Leitsatz
Keine steuerfreien Tätigkeiten als Versicherungsvertreter und Versicherungsmakler (§ 4 Nr. 11 UStG) sind die typischerweise mit dem Aufbau und der Aufrechterhaltung eines Strukturvertriebes einhergehende Betreuung, Schulung und Überwachung von Versicherungsvertretern, die Festsetzung und Auszahlung der Provisionen sowie das Halten der Kontakte zu den Versicherungsvertretern.
Normenkette
§ 4 Nr. 11 UStG, Art. 135 Abs. 1 Buchst. a EGRL 112/2006 (= MwStSystRL), § 118 Abs. 2 FGO
Sachverhalt
Der Kläger erhielt von der I‐AG zwischen September 2009 und Juni 2010 insgesamt 221.400 EUR, davon 90.000 EUR im Streitjahr 2009 und 131.400 EUR im Streitjahr 2010. Er war von der I‐AG als "Strukturoberer" in deren Strukturvertrieb eingeschaltet und verpflichtet, die Unterstrukturen aufzubauen. Zu diesem Zweck organisierte er Werbeveranstaltungen, trat als Referent auf und warb ca. 40 Makler an. Die Entgeltzahlungen wurden eingestellt, nachdem der Strukturaufbau seitens der I‐AG beendet worden war. Das FA war der Auffassung, dass der Kläger durch den Aufbau eines Strukturvertriebs umsatzsteuerpflichtige Leistungen an die I‐AG ausgeführt habe. Die Klage zum FG hatte keinen Erfolg (Sächsisches FG, Urteil vom 3.3.2016, 8 K 942/15, Haufe-Index 9511759, EFG 2016, 1375).
Entscheidung
Der BFH bestätigte die Entscheidung der Vorinstanz. Das FG habe zu Recht entschieden, dass die Leistungen des Klägers an die I‐AG zum Aufbau eines Strukturvertriebs nicht von der Steuerbefreiung des § 4 Nr. 11 UStG umfasst werden, da es an einem Bezug zu einzelnen Versicherungsgeschäften fehle. Die Aufgabe des Klägers habe sich darauf beschränkt, durch die direkte und indirekte Anwerbung von Versicherungsvertretern und Versicherungsmaklern für ein für die I‐AG zufriedenstellendes Gesamtvolumen an Versicherungen zu sorgen. Es fehle ein hinreichender Bezug zu den einzelnen vermittelten Versicherungsverträgen.
Hinweis
1. Gemäß § 4 Nr. 11 UStG sind die Umsätze aus der Tätigkeit als Bausparkassenvertreter, Versicherungsvertreter und Versicherungsmakler umsatzsteuerbefreit. Unionsrechtlich beruht die Steuerfreiheit auf Art. 135 Abs. 1 Buchst. a MwStSystRL. Danach befreien die Mitgliedstaaten Versicherungs- und Rückversicherungsumsätze einschließlich der dazu gehörenden Dienstleistungen, die von Versicherungsmaklern und ‐vertretern erbracht werden.
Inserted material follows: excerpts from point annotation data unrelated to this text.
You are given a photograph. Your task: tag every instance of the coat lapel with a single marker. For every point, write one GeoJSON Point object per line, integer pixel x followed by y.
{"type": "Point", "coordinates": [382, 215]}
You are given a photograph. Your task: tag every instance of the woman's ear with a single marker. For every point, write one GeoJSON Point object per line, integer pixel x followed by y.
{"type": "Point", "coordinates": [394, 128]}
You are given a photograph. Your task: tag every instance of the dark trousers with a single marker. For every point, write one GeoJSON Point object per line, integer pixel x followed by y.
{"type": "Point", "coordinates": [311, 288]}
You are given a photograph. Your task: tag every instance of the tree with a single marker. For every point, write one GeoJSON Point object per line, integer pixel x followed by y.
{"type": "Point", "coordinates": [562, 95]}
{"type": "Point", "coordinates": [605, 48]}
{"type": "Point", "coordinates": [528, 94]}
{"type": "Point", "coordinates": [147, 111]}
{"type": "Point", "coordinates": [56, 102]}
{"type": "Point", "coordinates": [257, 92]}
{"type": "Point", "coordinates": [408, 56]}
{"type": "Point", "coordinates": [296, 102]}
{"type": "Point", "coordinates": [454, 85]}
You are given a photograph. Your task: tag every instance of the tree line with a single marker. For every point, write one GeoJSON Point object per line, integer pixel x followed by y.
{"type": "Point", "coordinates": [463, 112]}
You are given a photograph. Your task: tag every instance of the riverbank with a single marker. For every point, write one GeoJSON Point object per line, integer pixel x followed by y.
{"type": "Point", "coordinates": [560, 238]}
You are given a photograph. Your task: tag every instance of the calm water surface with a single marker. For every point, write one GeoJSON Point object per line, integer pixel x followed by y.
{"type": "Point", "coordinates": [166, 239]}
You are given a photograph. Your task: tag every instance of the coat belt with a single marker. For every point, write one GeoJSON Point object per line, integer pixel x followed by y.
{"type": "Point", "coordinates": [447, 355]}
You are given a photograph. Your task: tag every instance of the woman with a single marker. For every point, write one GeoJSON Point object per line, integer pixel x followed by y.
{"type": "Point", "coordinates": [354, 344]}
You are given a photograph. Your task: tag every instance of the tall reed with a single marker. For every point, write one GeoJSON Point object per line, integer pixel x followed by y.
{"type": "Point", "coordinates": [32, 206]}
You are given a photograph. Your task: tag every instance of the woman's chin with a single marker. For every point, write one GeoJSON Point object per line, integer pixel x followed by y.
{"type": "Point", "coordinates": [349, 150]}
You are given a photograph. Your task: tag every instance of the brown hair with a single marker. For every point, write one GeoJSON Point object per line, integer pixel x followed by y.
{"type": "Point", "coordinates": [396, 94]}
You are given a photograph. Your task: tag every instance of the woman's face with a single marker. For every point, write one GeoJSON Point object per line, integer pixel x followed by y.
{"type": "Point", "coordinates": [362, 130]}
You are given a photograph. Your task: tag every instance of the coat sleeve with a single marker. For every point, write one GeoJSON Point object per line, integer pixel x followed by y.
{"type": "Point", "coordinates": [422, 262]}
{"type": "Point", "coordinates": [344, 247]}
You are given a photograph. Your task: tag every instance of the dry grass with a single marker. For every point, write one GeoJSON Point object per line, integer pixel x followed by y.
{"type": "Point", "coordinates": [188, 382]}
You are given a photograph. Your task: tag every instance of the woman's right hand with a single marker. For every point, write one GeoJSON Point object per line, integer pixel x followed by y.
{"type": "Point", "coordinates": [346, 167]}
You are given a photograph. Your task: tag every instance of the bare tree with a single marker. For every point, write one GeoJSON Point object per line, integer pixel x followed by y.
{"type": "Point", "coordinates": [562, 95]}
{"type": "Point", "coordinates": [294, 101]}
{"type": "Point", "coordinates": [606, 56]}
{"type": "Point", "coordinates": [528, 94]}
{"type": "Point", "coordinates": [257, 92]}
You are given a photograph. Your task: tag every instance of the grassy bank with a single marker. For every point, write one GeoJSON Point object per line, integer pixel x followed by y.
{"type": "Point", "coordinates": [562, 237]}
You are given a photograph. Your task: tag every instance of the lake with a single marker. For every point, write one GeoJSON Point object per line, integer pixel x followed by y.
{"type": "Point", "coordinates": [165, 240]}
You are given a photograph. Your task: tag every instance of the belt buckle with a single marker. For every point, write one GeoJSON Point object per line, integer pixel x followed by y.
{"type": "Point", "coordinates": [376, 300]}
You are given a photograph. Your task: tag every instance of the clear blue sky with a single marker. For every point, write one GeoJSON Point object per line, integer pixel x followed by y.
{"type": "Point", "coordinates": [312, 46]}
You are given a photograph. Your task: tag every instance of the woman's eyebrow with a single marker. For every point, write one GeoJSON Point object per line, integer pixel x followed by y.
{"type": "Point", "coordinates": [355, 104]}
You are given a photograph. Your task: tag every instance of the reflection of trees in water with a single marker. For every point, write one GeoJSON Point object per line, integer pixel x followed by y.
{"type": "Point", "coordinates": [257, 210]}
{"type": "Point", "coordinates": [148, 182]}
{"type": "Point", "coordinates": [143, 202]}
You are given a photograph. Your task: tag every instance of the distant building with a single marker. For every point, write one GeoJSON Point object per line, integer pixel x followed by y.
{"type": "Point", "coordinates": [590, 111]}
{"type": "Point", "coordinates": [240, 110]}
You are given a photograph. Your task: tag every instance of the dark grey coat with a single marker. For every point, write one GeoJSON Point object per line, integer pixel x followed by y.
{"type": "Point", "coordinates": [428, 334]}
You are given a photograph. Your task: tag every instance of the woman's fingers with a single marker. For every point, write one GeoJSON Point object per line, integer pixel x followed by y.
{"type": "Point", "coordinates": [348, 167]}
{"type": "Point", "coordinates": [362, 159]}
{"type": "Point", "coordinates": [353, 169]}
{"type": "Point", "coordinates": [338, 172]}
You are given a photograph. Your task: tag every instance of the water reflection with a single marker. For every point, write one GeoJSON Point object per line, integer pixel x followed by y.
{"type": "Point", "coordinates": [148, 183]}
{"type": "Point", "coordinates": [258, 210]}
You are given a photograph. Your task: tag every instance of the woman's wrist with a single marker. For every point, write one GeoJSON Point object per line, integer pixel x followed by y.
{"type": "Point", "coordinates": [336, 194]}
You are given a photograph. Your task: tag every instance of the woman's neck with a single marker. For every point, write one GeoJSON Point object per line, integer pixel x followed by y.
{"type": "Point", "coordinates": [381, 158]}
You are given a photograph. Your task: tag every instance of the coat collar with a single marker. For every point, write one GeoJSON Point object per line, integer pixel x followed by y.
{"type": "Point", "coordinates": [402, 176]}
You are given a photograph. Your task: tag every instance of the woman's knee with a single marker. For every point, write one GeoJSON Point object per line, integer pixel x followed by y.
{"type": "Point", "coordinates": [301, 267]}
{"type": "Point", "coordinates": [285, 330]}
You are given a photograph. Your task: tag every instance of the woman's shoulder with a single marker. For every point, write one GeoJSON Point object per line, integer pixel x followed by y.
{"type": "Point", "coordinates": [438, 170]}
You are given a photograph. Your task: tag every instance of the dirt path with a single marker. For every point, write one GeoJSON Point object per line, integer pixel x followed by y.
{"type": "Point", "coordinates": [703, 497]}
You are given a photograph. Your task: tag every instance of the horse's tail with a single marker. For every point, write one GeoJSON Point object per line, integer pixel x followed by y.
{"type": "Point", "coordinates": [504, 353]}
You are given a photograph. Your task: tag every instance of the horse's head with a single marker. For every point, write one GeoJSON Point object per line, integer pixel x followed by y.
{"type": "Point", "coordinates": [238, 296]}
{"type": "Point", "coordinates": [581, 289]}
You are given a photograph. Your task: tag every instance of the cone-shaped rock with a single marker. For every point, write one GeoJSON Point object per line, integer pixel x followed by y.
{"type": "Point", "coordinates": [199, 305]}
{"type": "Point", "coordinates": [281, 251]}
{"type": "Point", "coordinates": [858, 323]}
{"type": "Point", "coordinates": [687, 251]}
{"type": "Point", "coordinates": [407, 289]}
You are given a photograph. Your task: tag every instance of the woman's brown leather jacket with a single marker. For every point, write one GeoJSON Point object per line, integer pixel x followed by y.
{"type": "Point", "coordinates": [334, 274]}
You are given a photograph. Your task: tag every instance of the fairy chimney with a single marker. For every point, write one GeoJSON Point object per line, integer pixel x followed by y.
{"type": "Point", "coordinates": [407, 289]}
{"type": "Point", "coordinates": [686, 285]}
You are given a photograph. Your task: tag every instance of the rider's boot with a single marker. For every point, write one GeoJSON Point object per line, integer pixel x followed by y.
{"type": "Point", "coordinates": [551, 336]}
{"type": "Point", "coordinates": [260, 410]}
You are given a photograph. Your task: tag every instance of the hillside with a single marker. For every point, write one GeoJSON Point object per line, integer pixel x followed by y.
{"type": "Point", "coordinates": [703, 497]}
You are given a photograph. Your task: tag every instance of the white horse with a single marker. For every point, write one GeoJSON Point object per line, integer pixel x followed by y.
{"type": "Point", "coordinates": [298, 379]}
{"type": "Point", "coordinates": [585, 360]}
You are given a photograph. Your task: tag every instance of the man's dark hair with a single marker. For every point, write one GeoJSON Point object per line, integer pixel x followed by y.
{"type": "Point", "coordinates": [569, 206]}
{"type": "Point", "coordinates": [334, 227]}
2. Für die Steuerfreiheit muss der Unternehmer sowohl mit dem Versicherer als auch mit dem Versicherten in Verbindung stehen. Diese Verbindung kann auch nur mittelbarer Natur sein, wenn der Dienstleistungserbringer ein Unterauftragnehmer des Versicherungsmaklers oder ‐vertreters ist.
Darüber hinaus muss die Tätigkeit wesentliche Aspekte der Versicherungsvermittlungstätigkeit, wie Kunden zu suchen und diese mit dem Versicherer zusammenzubringen, umfassen. Bei einem Unterauftragnehmer ist entscheidend, dass er am Abschluss von Versicherungsverträgen beteiligt ist.
3. Die typischerweise mit dem Aufbau und der Aufrechterhaltung eines Strukturvertriebs einhergehende Betreuung, Schulung und Überwachung von Versicherungsvertretern, die Festsetzung und Auszahlung der Provisionen sowie das Halten der Kontakte zu den Versicherungsvertretern gehört nicht zu den Tätigkeiten eines Versicherungsvertreters. Derartige Leistungen sind nur steuerfrei, wenn der Unternehmer durch Prüfung eines jeden Vertragsangebots mittelbar auf eine der Vertragsparteien einwirken kann, wobei auf die Möglichkeit, eine solche Prüfung im Einzelfall durchzuführen, abzustellen ist. Eine Steuerfreiheit für Leistungen, die keinen Bezug zu einzelnen Vermittlungsgeschäften aufweisen, sondern allenfalls dazu dienen, im Rahmen der Administration einer Vertriebsorganisation einen anderen Unternehmer, der Vermittlungsleistungen erbringt, zu unterstützen, besteht nicht.